You are under 21 and yet you want a drink. This contradiction has only one legal solution: cross the border into Canada, where, in British Columbia, the legal drinking age is 19.

One advantage of going to college in Seattle is that you now live close to a saner country—a place with national health care and the good sense to stay out of Iraq and a sensible drinking age. You are also blessed by the size of Vancouver, BC—it's not just a city in a sane country but a big city in a sane country. And like all big cities, it has lots of bars filled with other young people to meet and fuck.

Vancouver also has lots of cheap but decent hotels. My recommendation: the Shaughnessy Village in Vancouver's hospital district. This concrete tower offers small but cozy rooms that can hold three persons at the cost of fifty bucks a night. If you decide to stay here, ask for a room on an upper floor facing downtown Vancouver. For fifty bucks you will enjoy a million-dollar view. As you legally drink and fool around with your friend (or friends), the lights of the city will magically illuminate your lurid little room.
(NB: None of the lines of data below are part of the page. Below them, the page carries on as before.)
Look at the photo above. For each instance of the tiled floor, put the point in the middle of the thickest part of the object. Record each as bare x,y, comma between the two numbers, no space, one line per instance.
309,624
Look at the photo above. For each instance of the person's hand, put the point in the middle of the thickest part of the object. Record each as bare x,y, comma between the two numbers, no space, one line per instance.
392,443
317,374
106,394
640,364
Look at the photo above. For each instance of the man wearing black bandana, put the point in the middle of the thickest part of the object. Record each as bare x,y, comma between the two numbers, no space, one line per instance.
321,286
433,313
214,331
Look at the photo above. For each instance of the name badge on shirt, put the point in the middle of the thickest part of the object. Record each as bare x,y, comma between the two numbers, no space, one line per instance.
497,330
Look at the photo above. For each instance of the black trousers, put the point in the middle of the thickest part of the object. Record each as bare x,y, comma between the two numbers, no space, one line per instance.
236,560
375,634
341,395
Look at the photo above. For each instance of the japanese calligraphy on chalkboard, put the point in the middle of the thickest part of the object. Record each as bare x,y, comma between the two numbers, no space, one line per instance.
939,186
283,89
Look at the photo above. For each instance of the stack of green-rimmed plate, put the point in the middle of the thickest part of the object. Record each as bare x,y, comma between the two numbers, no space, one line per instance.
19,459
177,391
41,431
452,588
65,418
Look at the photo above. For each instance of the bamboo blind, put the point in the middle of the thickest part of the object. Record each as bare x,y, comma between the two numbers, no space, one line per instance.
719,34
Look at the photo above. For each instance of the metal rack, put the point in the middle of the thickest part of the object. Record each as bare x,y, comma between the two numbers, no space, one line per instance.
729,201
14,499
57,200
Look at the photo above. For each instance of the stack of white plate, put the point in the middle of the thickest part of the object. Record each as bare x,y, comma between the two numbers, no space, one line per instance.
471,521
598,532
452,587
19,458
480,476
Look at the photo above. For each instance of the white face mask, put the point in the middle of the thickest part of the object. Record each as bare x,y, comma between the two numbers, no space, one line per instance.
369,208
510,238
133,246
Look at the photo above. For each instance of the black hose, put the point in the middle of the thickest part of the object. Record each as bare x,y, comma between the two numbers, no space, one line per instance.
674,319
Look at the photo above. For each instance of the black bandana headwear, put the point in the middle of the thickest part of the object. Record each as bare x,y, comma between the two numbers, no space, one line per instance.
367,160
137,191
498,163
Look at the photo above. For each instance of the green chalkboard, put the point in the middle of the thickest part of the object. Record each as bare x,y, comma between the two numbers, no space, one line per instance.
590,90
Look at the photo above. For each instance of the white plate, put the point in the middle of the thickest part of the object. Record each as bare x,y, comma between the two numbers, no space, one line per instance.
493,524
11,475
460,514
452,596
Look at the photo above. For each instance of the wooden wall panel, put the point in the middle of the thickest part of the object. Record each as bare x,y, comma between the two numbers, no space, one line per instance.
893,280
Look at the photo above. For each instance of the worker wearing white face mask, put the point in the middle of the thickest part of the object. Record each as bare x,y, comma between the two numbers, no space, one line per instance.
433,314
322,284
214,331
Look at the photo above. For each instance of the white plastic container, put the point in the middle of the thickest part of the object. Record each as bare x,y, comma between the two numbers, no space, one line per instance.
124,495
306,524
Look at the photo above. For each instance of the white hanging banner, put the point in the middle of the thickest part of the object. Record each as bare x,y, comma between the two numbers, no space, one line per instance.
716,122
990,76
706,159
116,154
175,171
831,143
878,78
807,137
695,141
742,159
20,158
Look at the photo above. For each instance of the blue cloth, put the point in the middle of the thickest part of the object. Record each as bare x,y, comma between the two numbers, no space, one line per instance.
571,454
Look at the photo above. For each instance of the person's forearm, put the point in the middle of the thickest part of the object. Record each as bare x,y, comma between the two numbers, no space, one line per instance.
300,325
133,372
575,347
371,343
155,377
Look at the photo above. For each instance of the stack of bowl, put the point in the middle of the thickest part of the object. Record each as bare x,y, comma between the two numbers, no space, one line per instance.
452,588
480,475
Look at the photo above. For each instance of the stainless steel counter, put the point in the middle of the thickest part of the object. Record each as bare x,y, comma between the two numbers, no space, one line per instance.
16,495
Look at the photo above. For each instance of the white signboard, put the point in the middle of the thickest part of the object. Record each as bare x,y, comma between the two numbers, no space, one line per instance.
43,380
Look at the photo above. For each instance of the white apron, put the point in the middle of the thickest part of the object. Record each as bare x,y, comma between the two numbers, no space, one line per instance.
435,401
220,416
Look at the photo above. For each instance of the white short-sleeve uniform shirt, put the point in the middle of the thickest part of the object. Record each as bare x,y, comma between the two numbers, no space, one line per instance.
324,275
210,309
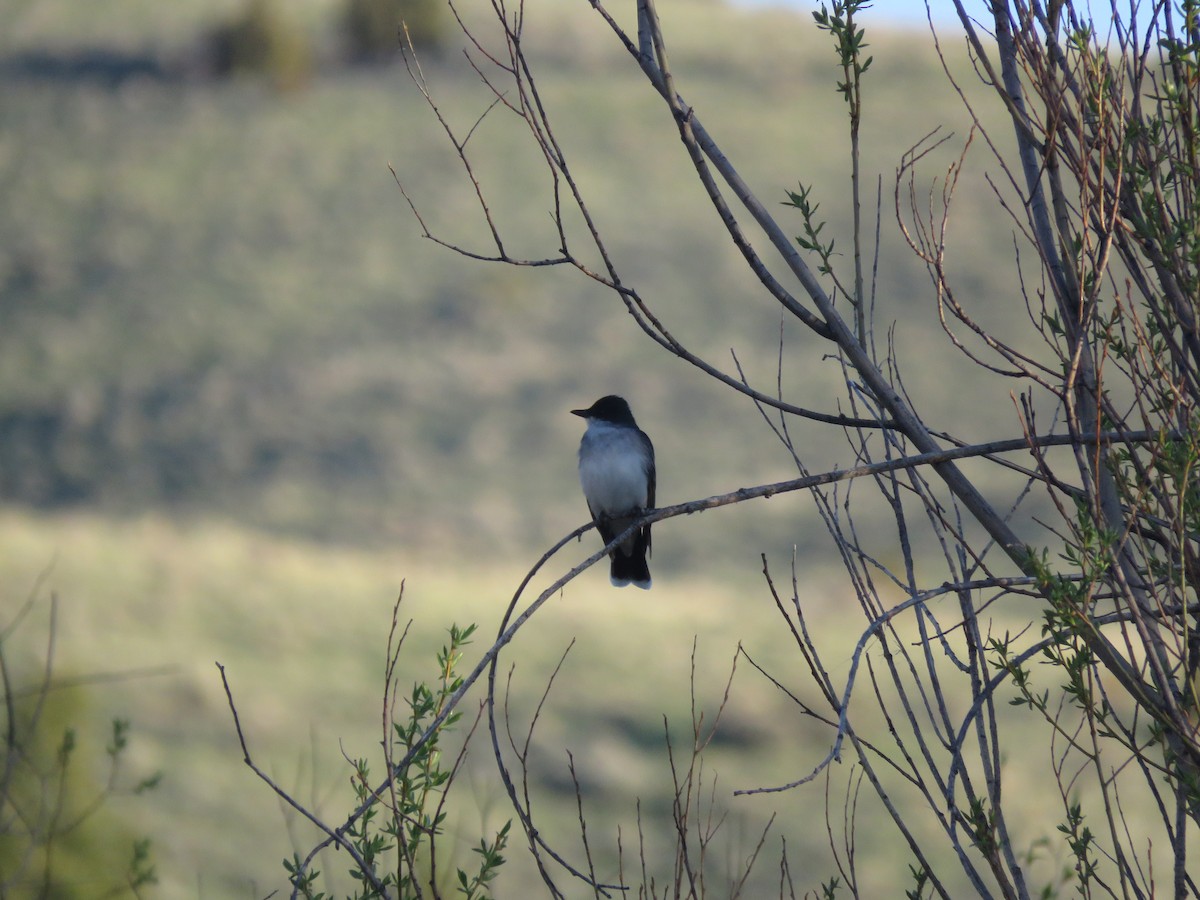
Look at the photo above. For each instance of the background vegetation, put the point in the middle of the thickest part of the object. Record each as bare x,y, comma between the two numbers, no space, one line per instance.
240,400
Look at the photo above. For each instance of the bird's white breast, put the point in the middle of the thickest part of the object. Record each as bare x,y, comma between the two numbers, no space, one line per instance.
612,469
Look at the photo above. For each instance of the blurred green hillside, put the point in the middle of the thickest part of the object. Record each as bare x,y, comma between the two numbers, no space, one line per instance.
215,300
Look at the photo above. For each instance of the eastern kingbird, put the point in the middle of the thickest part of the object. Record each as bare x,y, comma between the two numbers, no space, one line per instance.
617,473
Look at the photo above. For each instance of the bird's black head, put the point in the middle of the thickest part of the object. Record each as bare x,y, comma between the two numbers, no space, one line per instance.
609,409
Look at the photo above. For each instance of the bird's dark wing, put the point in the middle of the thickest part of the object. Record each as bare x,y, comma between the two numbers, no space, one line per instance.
651,484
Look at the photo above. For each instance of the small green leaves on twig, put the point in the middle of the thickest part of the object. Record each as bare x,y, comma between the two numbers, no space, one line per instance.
811,237
850,43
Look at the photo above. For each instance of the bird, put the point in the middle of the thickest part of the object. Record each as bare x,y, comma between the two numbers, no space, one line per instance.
617,474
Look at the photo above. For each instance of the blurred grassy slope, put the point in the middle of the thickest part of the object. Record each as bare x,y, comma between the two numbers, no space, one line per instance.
216,301
301,630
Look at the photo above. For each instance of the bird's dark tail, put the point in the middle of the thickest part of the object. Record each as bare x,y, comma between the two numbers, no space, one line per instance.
631,568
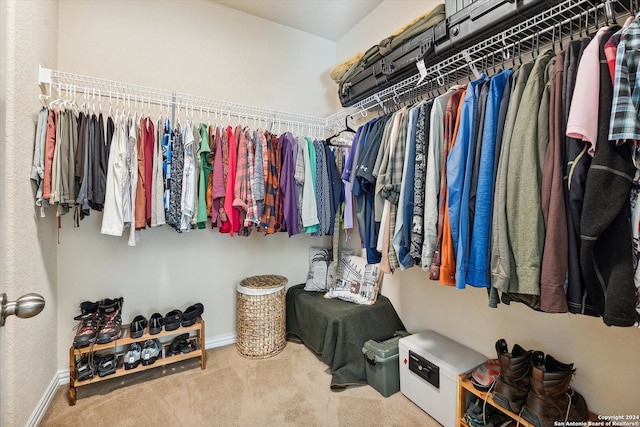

Another advantage of Vancouver—that it is only three hours away—is undone by a major disadvantage: From around 9:00 a.m. to 9:00 p.m., the border is practically impenetrable. The lines to the border check are longer than the Great Wall of China, and nothing, not even the hardest of drugs, can speed the never-ending wait. (I recommend taking the train on Saturday morning and returning on Sunday night—the train takes about four hours, is comfortable, and has bathrooms with just enough room for rocky sex.)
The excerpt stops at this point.